Published on the occasion of the opening of a groundbreaking exhibition at The Jewish Museum, New York in 2001, this illustrated catalogue presents a splendid collection of 60 early paintings, drawings and murals by Marc Chagall, dating from the artist's years in Russia immediately prior to and during the First World War and the Bolshevik Revolution.
Very few of his works had been seen outside of Russia, because following the rise of the Stalinist regime, Chagall's oeuvre was officially regarded as decadent and was dispersed to smaller regional museums or simply hidden away. Yet this was perhaps the most important period of his career.
Published in association with The Jewish Museum.

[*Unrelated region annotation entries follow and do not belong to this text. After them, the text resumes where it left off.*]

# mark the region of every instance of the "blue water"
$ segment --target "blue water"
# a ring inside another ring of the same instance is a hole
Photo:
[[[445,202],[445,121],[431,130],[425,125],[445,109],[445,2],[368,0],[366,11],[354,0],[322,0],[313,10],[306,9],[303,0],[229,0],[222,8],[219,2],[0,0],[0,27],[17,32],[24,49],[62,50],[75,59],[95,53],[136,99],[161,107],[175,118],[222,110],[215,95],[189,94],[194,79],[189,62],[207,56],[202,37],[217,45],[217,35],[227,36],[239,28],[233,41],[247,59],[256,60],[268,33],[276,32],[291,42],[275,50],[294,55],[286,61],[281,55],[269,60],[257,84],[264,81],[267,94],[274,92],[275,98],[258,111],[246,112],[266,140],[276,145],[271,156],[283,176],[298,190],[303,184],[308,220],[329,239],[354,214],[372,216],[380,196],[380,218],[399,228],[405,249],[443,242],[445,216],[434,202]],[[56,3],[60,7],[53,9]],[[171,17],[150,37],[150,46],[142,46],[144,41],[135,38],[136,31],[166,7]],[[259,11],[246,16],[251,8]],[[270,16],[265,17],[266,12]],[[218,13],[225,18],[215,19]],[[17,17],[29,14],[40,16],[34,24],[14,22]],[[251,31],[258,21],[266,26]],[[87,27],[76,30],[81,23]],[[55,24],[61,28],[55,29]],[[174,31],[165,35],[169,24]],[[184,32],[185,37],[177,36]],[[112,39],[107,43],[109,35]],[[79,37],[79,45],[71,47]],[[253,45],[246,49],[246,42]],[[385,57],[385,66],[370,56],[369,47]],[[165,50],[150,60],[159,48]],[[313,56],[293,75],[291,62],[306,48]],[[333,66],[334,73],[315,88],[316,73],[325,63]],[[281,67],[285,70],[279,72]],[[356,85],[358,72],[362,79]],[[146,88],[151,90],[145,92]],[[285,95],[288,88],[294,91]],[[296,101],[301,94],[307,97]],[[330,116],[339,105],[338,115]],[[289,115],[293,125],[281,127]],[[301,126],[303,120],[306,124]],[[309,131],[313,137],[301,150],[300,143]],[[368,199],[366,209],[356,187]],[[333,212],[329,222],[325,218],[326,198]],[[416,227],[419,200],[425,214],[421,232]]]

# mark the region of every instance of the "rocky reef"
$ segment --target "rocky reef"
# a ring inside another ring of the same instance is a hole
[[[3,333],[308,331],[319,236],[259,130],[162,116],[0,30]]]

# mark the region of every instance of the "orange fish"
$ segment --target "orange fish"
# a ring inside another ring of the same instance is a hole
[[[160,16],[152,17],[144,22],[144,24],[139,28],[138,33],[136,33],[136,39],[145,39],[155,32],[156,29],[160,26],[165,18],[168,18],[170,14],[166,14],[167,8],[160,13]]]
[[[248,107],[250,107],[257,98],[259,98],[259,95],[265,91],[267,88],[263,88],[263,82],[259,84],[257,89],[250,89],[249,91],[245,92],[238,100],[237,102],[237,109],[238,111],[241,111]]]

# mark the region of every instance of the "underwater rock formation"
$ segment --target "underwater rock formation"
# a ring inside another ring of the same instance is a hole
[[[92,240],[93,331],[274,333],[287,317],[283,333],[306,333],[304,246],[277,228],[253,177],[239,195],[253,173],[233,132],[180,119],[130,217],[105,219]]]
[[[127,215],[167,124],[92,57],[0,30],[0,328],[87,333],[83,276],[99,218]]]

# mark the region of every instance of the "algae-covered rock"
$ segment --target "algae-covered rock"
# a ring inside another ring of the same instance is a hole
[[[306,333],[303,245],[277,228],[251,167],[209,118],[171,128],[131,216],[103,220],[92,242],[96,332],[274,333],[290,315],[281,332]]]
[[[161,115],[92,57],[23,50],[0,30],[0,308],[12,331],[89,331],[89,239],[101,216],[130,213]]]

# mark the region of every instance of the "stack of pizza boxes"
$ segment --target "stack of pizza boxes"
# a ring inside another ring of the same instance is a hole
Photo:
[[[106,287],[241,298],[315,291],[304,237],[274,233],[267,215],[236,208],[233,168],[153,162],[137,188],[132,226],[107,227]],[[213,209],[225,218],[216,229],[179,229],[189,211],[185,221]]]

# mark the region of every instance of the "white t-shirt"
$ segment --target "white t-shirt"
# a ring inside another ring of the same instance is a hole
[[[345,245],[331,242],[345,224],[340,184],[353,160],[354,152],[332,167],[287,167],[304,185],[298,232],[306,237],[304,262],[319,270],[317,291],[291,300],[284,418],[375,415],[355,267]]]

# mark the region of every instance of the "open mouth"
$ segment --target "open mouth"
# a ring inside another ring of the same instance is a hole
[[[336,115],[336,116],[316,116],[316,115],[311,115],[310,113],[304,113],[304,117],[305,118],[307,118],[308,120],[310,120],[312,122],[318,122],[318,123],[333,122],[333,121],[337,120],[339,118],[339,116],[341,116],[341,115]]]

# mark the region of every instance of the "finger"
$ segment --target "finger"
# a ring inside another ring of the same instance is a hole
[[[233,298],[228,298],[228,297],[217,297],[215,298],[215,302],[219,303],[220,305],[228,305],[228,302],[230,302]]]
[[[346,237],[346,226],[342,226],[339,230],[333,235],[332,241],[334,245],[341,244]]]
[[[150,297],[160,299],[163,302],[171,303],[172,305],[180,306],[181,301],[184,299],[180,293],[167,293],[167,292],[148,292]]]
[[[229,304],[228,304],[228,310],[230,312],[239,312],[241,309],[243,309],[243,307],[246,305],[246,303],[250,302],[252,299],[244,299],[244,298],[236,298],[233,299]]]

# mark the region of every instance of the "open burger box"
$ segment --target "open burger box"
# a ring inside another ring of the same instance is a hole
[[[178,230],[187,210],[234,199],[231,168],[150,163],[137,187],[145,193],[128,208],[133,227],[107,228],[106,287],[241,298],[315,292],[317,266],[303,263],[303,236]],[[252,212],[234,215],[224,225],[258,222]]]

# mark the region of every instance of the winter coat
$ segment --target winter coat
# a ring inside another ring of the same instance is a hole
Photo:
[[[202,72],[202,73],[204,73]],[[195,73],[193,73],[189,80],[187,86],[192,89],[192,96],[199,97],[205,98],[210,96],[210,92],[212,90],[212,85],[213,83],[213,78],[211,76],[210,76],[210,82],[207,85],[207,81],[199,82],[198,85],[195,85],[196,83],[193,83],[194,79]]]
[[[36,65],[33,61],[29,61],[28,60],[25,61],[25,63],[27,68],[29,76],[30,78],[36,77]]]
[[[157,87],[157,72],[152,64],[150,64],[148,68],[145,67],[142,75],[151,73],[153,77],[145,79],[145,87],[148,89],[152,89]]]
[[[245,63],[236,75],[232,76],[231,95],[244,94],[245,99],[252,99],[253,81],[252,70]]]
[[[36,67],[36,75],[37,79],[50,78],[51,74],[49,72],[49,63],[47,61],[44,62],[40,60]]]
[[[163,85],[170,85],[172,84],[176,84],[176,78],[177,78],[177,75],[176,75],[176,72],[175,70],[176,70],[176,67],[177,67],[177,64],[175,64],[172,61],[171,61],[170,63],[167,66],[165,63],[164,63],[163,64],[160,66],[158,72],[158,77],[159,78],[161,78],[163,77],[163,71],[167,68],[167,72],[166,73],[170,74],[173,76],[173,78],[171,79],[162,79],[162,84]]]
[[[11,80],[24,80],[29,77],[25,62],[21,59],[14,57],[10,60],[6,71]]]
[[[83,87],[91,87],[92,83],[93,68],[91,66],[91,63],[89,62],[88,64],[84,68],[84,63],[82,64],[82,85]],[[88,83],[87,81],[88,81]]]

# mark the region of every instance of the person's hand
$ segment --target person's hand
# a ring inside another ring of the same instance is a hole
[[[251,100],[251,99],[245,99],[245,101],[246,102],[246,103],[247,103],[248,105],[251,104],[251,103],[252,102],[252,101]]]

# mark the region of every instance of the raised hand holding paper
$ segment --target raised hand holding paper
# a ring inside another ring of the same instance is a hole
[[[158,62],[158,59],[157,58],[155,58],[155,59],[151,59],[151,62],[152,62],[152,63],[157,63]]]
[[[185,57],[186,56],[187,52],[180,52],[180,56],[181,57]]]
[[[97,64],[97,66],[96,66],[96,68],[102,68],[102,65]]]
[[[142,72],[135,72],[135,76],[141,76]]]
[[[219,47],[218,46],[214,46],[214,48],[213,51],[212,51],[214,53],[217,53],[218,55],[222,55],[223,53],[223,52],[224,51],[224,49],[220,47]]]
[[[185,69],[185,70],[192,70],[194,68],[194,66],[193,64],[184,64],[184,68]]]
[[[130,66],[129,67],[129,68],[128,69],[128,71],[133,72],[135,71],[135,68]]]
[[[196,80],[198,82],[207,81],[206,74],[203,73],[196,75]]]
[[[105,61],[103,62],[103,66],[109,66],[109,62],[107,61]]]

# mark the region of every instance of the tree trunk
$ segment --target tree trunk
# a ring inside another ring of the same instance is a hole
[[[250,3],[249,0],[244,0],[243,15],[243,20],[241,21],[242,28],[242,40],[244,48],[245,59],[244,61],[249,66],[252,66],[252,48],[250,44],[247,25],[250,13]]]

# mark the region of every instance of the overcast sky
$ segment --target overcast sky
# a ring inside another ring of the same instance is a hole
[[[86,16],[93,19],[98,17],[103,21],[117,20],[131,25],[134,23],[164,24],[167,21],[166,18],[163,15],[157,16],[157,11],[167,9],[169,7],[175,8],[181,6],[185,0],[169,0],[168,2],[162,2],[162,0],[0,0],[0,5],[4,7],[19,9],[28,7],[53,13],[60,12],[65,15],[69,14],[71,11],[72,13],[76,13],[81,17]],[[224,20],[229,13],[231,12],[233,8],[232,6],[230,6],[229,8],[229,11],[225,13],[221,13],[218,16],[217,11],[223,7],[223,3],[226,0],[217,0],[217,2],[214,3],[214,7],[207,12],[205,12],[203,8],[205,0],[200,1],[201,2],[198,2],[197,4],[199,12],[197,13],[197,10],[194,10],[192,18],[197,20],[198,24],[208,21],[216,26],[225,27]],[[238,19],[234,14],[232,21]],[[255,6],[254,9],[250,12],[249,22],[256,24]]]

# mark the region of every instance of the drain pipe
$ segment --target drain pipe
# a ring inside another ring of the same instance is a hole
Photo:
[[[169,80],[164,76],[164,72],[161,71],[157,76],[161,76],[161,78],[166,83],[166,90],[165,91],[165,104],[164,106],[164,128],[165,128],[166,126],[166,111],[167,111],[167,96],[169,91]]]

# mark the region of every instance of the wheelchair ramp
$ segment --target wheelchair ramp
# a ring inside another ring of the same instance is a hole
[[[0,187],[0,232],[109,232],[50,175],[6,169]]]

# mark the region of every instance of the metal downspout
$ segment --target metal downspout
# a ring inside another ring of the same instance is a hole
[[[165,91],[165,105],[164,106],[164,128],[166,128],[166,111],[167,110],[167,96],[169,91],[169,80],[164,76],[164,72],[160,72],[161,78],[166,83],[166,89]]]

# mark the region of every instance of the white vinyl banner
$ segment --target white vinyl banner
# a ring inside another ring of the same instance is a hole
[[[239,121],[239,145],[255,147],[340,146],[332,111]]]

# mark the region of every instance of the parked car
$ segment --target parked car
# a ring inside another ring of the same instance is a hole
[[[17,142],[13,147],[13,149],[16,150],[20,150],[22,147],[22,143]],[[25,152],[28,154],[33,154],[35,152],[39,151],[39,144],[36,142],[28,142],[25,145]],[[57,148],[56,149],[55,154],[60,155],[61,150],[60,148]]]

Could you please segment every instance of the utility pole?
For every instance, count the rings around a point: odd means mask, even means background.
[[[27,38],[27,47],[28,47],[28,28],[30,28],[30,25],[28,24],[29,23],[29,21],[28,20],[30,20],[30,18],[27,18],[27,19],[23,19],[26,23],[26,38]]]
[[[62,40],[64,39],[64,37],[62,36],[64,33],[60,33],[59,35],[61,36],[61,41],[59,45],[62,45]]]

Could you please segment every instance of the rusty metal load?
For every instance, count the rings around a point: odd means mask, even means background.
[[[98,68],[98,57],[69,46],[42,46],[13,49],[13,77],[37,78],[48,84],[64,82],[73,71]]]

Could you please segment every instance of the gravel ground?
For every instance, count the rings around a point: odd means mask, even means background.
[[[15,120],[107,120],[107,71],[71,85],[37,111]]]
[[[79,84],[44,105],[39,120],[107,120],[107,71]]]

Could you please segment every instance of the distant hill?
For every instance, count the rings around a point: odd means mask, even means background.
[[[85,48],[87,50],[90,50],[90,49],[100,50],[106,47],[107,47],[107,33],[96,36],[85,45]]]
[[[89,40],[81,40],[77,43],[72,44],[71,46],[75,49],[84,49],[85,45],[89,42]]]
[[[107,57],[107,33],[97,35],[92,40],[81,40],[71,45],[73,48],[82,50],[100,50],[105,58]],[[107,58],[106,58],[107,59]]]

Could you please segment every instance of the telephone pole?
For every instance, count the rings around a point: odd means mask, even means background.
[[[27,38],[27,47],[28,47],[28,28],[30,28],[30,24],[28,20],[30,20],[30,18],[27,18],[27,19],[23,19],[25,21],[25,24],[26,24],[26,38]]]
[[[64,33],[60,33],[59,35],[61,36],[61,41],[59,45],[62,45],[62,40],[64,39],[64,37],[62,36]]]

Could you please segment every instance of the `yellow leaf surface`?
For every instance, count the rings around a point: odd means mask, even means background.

This title, published to coincide with the opening of the eponymous exhibition at The Jewish Museum, New York in 2001 presents an important collection of nearly 60 early paintings, drawings and murals by Marc Chagall, dating from the artist's years in Russia from 1914 and 1922. Organized around three essays, the principal narrative essay is written by Susan Goodman, the Curator at the Jewish Museum, New York responsible for co-ordinating the exhibition. This essay takes the form of a story-line narrative, presenting nearly all the works contained in the exhibition. It covers Chagall's Russian years, starting with his arrival in Vitebsk from Berlin in 1914, his marriage to Bella, the outbreak of World War I and the subsequent Russian Revolution. Next it examines Chagall's establishment of the Art School in Vitebsk where his Tutor, Yehuda Pen, was installed as its head and the subsequent falling out with other artists in residence, Kasimir Malevich and El Lizzitsky, which ended with Chagall's own dismissal and his move to Moscow in 1920. The essays ends with the huge series of murals Chagall was commissioned to paint for The Jewish Theatre in Moscow, before he left Russia in 1922.
Whilst the years spent in Paris can be credited as the key formative influence on Chagall's mature work, the years in Russia were crucial in helping to build on, and to define, the ideas and influences of the Paris years. Together they established those themes and motifs to which Chagall would repeatedly return throughout his long career: Love, Marriage, The War, Jewish Folklore and The Jewish Theatre. Two other shorter essays, one by Evgenija Petrova and the other by Dr. Aleksandra Shatskikh, will trace respectively the shifting trajectory of Chagall's work in Soviet and Russian art history, and the interrelation and impact of Pen and Chagall upon each other; the contribution of each artist to the history of Russian art; as well as their sources in Russian and Jewish art.